Check an SSL Cert Against Key

In case you ever need to check an SSL Cert against a Key to make sure you’ve got the right pair here’s a super minified bash one liner I wrote:

sck(){ c=`echo -e “$1\n$2″|grep -o ‘.*.crt’`;k=`echo -e “$1\n$2″|grep -o ‘.*.key’`;x=`(o(){ openssl $1 -noout -modulus -in $2|openssl md5;};o x509 $c;o rsa $k)|uniq|wc -l`;(( $x – 1 ))&&echo “Fail”||echo “Pass”;}

And yes that is a function in a subshell in a function. o() was built to save about 30 characters, and whitespace was cut wherever possible in the name of the shortest piece of code to accomplish the task. The only output is Pass/Fail, but if you’re the kind of person that would know where to copy paste something like this you’re probably also the kind of person who doesn’t need 20 different colors and an animated ASCII gif in your command output.

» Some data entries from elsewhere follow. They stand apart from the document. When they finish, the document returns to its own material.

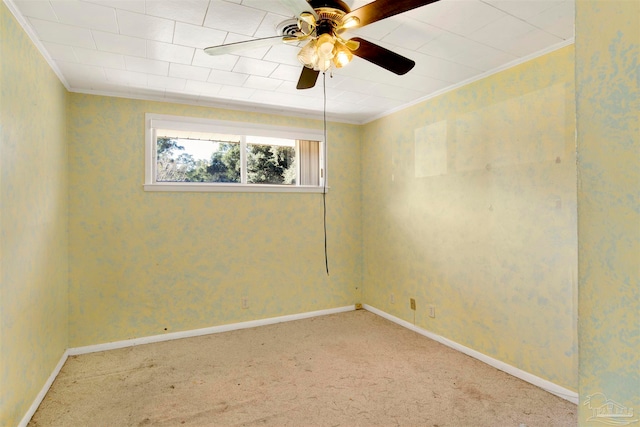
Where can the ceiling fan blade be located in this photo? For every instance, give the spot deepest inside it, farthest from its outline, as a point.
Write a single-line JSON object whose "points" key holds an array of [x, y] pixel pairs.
{"points": [[246, 44], [381, 9], [299, 6], [307, 78], [382, 57]]}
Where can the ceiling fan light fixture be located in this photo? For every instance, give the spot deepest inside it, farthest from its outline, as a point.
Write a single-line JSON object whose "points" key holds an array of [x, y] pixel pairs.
{"points": [[350, 22], [342, 56], [325, 45], [308, 55]]}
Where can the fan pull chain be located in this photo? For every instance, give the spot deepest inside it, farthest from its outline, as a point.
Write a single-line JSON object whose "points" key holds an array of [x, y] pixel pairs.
{"points": [[324, 182]]}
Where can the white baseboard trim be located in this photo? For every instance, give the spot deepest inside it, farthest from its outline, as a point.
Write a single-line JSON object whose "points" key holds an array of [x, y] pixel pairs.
{"points": [[546, 385], [43, 392], [167, 337], [204, 331]]}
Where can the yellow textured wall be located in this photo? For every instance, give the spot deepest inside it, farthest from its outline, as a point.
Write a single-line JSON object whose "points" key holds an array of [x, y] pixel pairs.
{"points": [[608, 122], [469, 204], [33, 221], [146, 263]]}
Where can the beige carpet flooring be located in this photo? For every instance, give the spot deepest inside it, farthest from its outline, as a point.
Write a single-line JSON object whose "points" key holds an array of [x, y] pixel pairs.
{"points": [[348, 369]]}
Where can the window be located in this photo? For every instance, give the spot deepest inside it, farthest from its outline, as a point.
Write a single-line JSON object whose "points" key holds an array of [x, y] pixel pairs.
{"points": [[189, 154]]}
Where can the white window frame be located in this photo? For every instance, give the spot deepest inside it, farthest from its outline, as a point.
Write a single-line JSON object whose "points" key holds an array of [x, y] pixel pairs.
{"points": [[162, 121]]}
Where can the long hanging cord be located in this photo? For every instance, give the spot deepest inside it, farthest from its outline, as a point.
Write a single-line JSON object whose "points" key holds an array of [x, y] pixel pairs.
{"points": [[324, 181]]}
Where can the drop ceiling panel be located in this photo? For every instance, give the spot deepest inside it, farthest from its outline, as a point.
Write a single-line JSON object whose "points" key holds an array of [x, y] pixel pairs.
{"points": [[154, 49]]}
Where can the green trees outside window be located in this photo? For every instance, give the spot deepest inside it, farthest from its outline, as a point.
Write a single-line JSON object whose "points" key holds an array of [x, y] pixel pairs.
{"points": [[266, 164]]}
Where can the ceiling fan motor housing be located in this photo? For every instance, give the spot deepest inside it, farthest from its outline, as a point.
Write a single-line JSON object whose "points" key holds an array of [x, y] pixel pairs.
{"points": [[332, 4]]}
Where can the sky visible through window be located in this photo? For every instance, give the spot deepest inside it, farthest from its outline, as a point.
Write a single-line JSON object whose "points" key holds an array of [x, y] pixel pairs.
{"points": [[203, 149]]}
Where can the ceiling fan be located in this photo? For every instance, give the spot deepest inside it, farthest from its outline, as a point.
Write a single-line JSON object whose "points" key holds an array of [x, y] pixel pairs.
{"points": [[322, 23]]}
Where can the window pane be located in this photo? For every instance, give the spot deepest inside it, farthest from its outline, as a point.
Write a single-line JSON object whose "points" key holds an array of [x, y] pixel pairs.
{"points": [[188, 160], [271, 164]]}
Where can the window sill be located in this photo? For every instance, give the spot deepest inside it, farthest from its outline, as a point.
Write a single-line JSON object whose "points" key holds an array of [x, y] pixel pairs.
{"points": [[231, 188]]}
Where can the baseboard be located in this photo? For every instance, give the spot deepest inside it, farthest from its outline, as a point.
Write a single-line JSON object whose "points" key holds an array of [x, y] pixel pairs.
{"points": [[167, 337], [546, 385], [204, 331], [43, 392]]}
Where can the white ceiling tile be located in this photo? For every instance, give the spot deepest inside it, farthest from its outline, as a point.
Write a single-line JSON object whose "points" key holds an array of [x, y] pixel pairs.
{"points": [[269, 25], [530, 43], [523, 9], [148, 66], [196, 36], [395, 92], [376, 31], [412, 34], [99, 59], [169, 52], [234, 92], [189, 72], [254, 66], [180, 96], [461, 17], [86, 15], [130, 5], [105, 87], [441, 69], [448, 46], [421, 84], [62, 34], [272, 6], [145, 26], [120, 44], [208, 89], [161, 42], [255, 53], [221, 62], [166, 82], [39, 9], [484, 57], [190, 11], [127, 78], [558, 20], [227, 78], [354, 85], [233, 17], [264, 83], [146, 92], [76, 73], [283, 54], [287, 72], [500, 31], [60, 52]]}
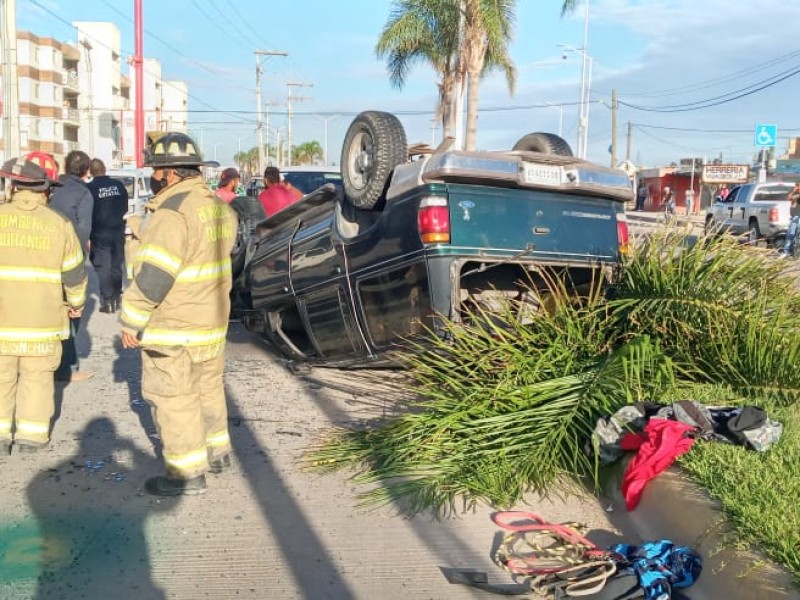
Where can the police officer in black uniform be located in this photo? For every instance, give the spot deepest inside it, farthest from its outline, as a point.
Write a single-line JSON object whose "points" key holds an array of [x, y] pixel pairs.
{"points": [[108, 234]]}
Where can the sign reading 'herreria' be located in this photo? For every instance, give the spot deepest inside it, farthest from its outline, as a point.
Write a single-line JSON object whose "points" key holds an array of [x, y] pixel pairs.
{"points": [[726, 173]]}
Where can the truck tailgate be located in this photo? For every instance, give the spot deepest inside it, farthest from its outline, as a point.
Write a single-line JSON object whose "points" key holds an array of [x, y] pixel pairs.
{"points": [[550, 225]]}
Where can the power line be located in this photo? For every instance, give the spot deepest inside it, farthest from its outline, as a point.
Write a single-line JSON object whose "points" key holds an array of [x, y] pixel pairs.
{"points": [[221, 23], [722, 99], [759, 67], [257, 34], [104, 45]]}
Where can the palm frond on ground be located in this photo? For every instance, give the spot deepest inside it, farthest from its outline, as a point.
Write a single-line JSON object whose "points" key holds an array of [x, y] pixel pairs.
{"points": [[506, 407]]}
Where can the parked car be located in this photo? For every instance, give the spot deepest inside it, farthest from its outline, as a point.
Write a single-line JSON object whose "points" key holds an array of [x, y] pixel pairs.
{"points": [[344, 274], [137, 183], [305, 178], [758, 210]]}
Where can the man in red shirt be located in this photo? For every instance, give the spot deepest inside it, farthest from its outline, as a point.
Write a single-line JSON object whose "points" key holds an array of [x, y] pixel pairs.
{"points": [[228, 183], [275, 196]]}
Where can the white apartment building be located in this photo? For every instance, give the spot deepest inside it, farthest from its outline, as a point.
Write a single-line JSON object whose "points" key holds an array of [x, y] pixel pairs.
{"points": [[74, 96]]}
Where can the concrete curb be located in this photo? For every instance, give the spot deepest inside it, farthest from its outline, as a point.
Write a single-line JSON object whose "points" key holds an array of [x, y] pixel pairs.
{"points": [[674, 508]]}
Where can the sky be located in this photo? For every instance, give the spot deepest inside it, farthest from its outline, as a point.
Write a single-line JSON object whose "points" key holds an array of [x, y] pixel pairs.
{"points": [[693, 77]]}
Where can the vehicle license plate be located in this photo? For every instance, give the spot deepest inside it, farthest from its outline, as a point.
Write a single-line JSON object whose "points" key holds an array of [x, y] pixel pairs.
{"points": [[541, 174]]}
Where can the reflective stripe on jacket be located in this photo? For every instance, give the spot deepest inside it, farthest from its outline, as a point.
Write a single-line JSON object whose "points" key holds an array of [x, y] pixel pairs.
{"points": [[180, 295], [41, 266]]}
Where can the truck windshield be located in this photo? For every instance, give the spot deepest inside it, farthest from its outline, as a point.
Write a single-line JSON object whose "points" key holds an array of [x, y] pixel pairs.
{"points": [[771, 193]]}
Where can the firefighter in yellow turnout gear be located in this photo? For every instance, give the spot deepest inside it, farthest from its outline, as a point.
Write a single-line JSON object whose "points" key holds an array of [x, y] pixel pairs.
{"points": [[42, 283], [177, 311]]}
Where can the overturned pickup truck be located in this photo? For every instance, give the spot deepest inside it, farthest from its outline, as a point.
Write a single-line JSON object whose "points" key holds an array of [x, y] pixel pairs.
{"points": [[348, 271]]}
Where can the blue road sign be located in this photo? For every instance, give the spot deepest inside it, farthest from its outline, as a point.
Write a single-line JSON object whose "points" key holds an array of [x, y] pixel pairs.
{"points": [[766, 136]]}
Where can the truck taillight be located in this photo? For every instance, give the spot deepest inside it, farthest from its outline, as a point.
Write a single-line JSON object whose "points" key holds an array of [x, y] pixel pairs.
{"points": [[433, 220], [622, 234]]}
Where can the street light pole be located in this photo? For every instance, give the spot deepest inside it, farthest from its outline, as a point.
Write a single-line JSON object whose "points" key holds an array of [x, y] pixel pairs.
{"points": [[260, 127], [560, 117], [585, 84]]}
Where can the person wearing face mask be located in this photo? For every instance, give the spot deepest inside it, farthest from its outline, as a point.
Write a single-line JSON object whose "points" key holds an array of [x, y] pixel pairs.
{"points": [[74, 200], [176, 310], [42, 283]]}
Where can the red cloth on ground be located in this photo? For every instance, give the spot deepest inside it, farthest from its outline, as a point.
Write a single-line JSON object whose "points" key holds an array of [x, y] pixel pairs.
{"points": [[659, 445], [275, 198]]}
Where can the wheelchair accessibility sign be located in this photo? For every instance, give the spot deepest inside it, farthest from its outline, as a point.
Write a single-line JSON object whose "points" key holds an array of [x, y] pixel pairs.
{"points": [[766, 136]]}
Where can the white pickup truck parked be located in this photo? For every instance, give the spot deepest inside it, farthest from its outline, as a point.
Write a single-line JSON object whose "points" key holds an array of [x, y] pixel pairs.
{"points": [[759, 210]]}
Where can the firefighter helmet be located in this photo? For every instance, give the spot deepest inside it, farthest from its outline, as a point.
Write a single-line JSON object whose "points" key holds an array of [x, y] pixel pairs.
{"points": [[175, 149], [46, 161], [27, 175]]}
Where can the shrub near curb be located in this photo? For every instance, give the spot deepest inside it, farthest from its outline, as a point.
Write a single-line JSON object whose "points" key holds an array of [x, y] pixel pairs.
{"points": [[504, 410]]}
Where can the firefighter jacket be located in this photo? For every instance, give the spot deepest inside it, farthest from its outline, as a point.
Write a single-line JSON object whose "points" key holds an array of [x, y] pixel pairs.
{"points": [[42, 273], [180, 295]]}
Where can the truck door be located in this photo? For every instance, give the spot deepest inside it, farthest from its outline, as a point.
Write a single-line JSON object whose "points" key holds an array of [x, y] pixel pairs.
{"points": [[320, 283], [726, 213], [739, 215]]}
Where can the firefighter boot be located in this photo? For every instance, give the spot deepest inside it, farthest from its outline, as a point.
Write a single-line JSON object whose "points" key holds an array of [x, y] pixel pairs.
{"points": [[218, 465], [167, 486], [106, 305]]}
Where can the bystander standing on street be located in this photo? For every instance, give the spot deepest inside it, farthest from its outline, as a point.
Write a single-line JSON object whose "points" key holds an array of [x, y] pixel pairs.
{"points": [[42, 266], [108, 234], [176, 309], [228, 184], [74, 200], [641, 195], [794, 224], [275, 196]]}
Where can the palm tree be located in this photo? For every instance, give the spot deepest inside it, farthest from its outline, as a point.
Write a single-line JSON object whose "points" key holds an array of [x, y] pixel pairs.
{"points": [[463, 40], [307, 153], [487, 31], [424, 30]]}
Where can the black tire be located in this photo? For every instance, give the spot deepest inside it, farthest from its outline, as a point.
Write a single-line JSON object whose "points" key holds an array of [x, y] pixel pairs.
{"points": [[546, 143], [374, 145], [753, 232], [250, 213]]}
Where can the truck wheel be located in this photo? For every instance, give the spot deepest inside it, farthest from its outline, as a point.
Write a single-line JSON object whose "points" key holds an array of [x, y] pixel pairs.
{"points": [[374, 145], [546, 143], [753, 232], [250, 213]]}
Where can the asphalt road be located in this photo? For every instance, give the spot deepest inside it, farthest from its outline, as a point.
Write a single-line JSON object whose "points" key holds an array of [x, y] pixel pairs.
{"points": [[75, 523]]}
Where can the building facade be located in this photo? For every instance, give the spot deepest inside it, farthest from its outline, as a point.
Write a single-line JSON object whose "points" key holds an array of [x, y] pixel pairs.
{"points": [[75, 96]]}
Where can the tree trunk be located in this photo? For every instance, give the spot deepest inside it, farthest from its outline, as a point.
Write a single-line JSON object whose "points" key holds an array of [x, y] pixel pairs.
{"points": [[446, 93], [473, 80]]}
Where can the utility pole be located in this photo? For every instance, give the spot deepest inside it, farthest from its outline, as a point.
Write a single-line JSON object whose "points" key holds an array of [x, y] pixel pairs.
{"points": [[289, 100], [8, 41], [138, 65], [267, 106], [613, 128], [630, 141], [259, 54]]}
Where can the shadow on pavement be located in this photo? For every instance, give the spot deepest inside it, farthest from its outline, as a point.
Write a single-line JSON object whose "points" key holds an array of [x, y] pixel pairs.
{"points": [[88, 538], [314, 571]]}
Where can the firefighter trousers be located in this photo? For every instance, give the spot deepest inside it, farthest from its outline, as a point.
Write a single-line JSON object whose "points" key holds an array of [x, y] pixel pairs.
{"points": [[188, 400], [27, 396]]}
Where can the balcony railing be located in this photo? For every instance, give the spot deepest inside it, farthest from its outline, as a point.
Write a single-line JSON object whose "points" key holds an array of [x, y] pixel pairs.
{"points": [[71, 79], [70, 114]]}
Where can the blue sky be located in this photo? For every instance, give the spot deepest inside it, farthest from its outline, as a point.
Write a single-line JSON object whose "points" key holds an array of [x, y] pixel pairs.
{"points": [[661, 58]]}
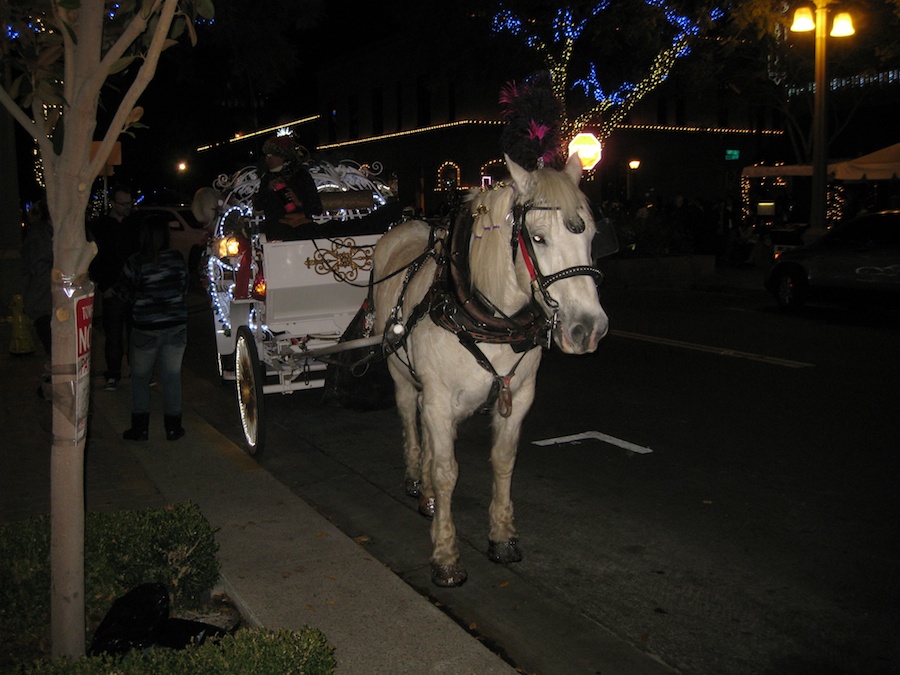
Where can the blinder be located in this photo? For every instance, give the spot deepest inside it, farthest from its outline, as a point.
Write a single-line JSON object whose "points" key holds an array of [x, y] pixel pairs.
{"points": [[521, 239]]}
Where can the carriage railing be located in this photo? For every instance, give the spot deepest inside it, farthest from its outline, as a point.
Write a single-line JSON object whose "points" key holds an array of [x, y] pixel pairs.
{"points": [[349, 193]]}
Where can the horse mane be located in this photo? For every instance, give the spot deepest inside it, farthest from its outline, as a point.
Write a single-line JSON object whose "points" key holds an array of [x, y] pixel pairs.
{"points": [[490, 256]]}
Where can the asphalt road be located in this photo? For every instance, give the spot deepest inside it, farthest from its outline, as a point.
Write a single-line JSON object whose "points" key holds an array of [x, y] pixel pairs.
{"points": [[759, 535]]}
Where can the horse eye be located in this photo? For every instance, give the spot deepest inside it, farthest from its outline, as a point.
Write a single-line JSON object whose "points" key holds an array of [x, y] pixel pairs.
{"points": [[575, 226]]}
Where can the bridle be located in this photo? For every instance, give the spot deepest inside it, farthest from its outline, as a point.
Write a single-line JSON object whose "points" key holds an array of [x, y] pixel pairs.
{"points": [[456, 307], [522, 241]]}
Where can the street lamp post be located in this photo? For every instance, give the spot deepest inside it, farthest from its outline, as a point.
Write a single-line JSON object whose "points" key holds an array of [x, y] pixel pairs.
{"points": [[843, 26], [633, 165]]}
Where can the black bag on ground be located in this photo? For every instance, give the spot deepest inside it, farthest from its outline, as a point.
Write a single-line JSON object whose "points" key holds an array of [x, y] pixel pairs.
{"points": [[140, 620], [134, 621]]}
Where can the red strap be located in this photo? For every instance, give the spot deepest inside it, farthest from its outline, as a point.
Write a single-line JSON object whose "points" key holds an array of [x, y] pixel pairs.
{"points": [[526, 258]]}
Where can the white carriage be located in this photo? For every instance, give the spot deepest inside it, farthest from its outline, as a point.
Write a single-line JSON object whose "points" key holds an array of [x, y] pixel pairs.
{"points": [[280, 308]]}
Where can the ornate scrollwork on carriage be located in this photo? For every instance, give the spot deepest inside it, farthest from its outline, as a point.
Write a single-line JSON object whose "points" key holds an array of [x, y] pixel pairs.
{"points": [[344, 260]]}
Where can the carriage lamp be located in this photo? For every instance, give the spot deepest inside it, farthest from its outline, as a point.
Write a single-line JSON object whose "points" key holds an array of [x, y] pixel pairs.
{"points": [[229, 247], [259, 287]]}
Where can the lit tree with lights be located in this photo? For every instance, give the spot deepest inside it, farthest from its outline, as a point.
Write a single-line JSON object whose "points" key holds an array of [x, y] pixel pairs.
{"points": [[58, 55], [650, 34]]}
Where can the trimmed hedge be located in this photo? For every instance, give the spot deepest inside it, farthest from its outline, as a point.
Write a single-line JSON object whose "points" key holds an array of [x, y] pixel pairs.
{"points": [[251, 650]]}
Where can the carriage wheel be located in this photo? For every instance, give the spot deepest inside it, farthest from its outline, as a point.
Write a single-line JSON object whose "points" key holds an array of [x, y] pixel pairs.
{"points": [[251, 403]]}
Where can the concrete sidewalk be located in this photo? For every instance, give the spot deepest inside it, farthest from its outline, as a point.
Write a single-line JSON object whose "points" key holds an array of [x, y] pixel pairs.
{"points": [[283, 564]]}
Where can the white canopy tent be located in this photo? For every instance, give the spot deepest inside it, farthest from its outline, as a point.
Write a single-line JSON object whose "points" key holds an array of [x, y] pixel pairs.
{"points": [[882, 164]]}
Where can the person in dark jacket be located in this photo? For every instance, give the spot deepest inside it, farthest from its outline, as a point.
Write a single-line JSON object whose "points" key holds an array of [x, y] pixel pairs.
{"points": [[115, 234], [287, 193], [154, 282]]}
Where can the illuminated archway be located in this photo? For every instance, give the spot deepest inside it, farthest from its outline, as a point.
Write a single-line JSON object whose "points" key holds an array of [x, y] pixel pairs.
{"points": [[448, 176]]}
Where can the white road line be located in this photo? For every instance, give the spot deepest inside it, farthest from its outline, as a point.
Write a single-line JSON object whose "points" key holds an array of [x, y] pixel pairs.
{"points": [[596, 435], [721, 351]]}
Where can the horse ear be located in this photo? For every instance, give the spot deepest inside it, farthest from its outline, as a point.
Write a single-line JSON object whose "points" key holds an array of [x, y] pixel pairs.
{"points": [[574, 169], [520, 176]]}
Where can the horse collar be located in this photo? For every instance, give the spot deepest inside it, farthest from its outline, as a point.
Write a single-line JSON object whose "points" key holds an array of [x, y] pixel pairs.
{"points": [[457, 308]]}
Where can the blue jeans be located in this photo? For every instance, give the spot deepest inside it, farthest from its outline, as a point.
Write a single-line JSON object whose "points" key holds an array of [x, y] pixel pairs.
{"points": [[166, 348], [116, 329]]}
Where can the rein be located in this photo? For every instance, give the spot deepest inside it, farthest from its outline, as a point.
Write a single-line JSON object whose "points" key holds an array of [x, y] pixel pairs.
{"points": [[454, 305]]}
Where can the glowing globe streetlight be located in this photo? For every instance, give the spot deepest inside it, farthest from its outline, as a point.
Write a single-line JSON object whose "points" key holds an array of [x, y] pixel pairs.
{"points": [[588, 148], [843, 26]]}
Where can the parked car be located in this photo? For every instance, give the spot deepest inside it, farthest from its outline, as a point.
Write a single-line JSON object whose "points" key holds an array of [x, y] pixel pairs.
{"points": [[187, 235], [859, 259]]}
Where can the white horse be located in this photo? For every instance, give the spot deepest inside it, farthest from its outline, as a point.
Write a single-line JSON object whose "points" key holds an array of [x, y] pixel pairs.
{"points": [[525, 262]]}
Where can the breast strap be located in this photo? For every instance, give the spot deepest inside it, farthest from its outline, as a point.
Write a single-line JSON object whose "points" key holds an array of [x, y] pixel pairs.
{"points": [[454, 305]]}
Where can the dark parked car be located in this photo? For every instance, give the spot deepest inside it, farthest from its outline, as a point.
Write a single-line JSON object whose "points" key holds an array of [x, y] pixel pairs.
{"points": [[859, 259]]}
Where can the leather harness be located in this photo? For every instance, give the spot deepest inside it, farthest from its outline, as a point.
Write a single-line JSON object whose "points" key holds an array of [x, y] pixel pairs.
{"points": [[454, 305]]}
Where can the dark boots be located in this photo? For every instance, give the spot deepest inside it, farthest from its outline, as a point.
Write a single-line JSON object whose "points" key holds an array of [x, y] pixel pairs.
{"points": [[140, 422], [174, 430]]}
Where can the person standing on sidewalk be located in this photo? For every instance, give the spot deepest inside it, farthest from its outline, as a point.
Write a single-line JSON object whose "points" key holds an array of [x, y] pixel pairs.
{"points": [[154, 282], [115, 234]]}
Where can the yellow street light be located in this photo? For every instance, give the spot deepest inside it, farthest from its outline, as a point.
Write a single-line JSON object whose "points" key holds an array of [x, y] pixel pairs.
{"points": [[843, 26], [633, 165], [588, 148]]}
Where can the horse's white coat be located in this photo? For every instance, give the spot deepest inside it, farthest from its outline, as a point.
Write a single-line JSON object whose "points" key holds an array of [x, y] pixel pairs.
{"points": [[451, 385]]}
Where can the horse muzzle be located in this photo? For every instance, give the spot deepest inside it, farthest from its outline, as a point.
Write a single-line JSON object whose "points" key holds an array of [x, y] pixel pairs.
{"points": [[583, 334]]}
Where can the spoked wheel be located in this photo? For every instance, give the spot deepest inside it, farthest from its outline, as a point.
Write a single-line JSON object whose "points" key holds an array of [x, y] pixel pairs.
{"points": [[250, 377]]}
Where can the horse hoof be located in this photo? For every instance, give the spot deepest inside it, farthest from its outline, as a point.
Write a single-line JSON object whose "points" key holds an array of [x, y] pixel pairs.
{"points": [[504, 552], [448, 576], [426, 506], [413, 487]]}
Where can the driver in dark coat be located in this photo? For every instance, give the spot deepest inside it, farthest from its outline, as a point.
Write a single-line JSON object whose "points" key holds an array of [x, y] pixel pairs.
{"points": [[287, 193]]}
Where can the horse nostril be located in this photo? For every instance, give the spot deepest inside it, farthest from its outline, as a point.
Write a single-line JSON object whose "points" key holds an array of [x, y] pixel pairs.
{"points": [[578, 334]]}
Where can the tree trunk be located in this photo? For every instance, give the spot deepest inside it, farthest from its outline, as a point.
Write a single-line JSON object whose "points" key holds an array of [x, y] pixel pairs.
{"points": [[72, 330]]}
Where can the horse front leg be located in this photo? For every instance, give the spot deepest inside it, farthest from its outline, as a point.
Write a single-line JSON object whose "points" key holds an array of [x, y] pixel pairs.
{"points": [[439, 436], [503, 540], [416, 484]]}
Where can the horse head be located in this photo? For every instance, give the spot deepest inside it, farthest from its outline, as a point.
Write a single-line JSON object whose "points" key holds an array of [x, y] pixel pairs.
{"points": [[553, 224]]}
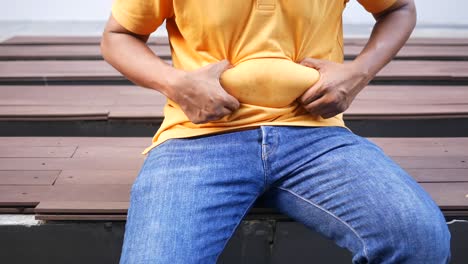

One other cool feature lies in:

c=`echo -e “$1\n$2″|grep -o ‘.*.crt’`;k=`echo -e “$1\n$2″|grep -o ‘.*.key’`

This little gem means that it doesn’t care which position the key and cert are at in the parameters ie:

sck supercooldomain.com.crt supercooldomain.com.key

Is equally valid in comparison with:

sck supercooldomain.com.key supercooldomain.com.crt

There it is, hopefully someone else finds it useful.